Our holy Mother the Church seemeth to take it here for the Blessed Sacrament, because she appointeth this Parable to be read in the Gospel of this present Sunday, which is within the Octave of the feast of the Blessed Sacrament, which we call Corpus Christi day, accommodating the same thereunto.

Wherefore first we will consider it in this signification.The Blessed Sacrament is aptly termed a supper,because it was instituted as Supper, to wit immediately after the eating of the Paschal lamb,the last supper our Lord made in this life, where Christ ended the Jews eating their paschal lamb, and began ours of eating his sacred body in the Blessed Sacrament of the altar: Who, as St Paul sayth, is our true Paschal Lamb, that, being offered up to his Father upon the cross took away the sins of the world,of which verity their Jews' Paschal Lamb was but a figure.

Also it may be called a Supper,because as our supper is our last meal or comestion,after which we eat more, but sleep and take our natural rest, which is no less delightful and nourishable to our bodies then our food:So after this heavenly comestion we are to feed no more of our former unlawful, and inordinate delights, but as it were sleep and rest in the sweet contemplation thereof, that when we have received it, we may say with the Prophet David,In peace upon the same will I sleep & take my rest, because thou O Lord (to wit, in the Blessed Sacrament) hast put me in singular hope of thy grace and special favor.

This sleep is no less delightful and nourishing to our souls almost then the comestion of the Blessed Sacrament itself, it being the rumination or chewing our Cud upon the same, as some beasts do, which is as pleasant and nourishing unto them,as the food itself, without which those kind of beasts,cannot live and prosper.

And if we will not give ourselves this pleasant and profitable repose and rest, yet let us give it unto him when we have received, and not be so rude or cruel as to expel him, or disquiet him in his rest,which he came so lovingly to take in our souls.

Oh that we were so desirous to rest,and repose in him, as he in us!

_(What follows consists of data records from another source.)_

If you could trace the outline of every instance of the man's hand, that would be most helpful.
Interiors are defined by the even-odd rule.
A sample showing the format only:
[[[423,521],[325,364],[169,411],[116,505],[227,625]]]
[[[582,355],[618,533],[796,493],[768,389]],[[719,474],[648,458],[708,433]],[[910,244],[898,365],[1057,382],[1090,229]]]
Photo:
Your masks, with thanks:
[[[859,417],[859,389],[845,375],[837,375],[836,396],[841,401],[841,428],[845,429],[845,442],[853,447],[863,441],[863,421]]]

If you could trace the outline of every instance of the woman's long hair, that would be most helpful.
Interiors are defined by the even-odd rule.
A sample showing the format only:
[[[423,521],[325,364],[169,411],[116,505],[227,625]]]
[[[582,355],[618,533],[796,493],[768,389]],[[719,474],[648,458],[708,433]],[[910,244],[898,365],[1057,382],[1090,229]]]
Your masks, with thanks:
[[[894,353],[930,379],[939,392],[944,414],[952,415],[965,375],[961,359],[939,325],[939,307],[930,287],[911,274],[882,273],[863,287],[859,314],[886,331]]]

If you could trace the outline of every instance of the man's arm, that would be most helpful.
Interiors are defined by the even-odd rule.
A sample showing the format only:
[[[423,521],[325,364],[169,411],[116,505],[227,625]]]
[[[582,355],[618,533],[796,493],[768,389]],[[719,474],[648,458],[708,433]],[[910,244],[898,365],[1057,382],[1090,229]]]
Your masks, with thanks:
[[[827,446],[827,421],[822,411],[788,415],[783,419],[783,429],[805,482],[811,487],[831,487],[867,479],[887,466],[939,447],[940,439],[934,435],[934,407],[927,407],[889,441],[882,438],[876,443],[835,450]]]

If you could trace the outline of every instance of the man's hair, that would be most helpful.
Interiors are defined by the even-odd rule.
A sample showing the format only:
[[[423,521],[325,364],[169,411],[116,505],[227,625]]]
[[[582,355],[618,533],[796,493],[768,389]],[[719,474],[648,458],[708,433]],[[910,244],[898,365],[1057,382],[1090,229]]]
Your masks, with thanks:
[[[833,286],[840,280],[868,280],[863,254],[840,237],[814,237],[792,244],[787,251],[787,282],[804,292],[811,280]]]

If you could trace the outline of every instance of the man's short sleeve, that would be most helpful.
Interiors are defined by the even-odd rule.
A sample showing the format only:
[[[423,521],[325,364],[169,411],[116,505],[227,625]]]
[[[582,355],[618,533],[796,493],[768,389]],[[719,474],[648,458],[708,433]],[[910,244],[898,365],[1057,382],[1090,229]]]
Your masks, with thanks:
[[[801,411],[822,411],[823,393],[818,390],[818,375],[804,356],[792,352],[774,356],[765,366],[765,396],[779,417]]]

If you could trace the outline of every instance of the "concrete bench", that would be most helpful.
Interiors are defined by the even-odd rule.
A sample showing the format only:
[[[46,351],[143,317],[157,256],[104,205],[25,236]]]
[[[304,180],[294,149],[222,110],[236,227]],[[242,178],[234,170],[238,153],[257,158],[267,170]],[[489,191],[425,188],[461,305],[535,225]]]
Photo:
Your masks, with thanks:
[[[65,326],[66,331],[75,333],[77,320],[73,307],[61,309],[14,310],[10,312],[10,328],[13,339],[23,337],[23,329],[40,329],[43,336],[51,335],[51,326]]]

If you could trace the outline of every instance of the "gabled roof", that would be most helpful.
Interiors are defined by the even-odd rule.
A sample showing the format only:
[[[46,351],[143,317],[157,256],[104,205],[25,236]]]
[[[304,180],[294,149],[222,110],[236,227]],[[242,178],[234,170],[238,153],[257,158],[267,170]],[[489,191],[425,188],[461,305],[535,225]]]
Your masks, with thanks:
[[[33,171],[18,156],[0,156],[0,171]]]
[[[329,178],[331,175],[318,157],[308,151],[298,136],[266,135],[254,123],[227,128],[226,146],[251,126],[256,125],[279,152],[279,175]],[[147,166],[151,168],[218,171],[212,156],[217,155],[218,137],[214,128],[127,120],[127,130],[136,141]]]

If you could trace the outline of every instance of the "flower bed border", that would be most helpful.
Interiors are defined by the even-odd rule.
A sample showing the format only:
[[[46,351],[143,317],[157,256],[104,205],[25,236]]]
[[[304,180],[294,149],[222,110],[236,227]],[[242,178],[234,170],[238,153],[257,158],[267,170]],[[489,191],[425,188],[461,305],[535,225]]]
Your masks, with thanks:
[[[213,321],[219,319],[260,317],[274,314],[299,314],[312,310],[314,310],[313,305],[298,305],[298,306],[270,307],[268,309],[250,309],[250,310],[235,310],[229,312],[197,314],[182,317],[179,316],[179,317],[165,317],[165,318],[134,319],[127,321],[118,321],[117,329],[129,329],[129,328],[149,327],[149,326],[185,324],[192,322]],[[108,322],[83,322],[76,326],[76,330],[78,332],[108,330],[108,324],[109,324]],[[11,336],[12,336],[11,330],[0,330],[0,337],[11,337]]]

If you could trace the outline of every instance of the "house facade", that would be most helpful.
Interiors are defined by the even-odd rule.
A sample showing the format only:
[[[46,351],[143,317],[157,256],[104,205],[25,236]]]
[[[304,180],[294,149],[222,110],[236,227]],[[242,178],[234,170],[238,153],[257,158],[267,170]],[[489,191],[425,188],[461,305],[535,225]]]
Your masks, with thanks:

My delight (saith he,having made myself man,and left my body in the Sacrament of the Altar for the food of men) is to be with the children of men, to wit in frequenting the Sacrament and Sacrifice of the Altar, & not leaving me there all alone.

And in another place he saith:Behold I stand at the door,and knock,if any man let me in ( to wit,by receiving the blessed Sacrament) I will supp with him, and he with me; He sayth not, I will dine with him, but I will supp with him, to signify that he commeth not to be out off from us quickly when we have received him, as oftentimes he is, the more is the pity, but to rest with us,and we with him, in the peace thereof.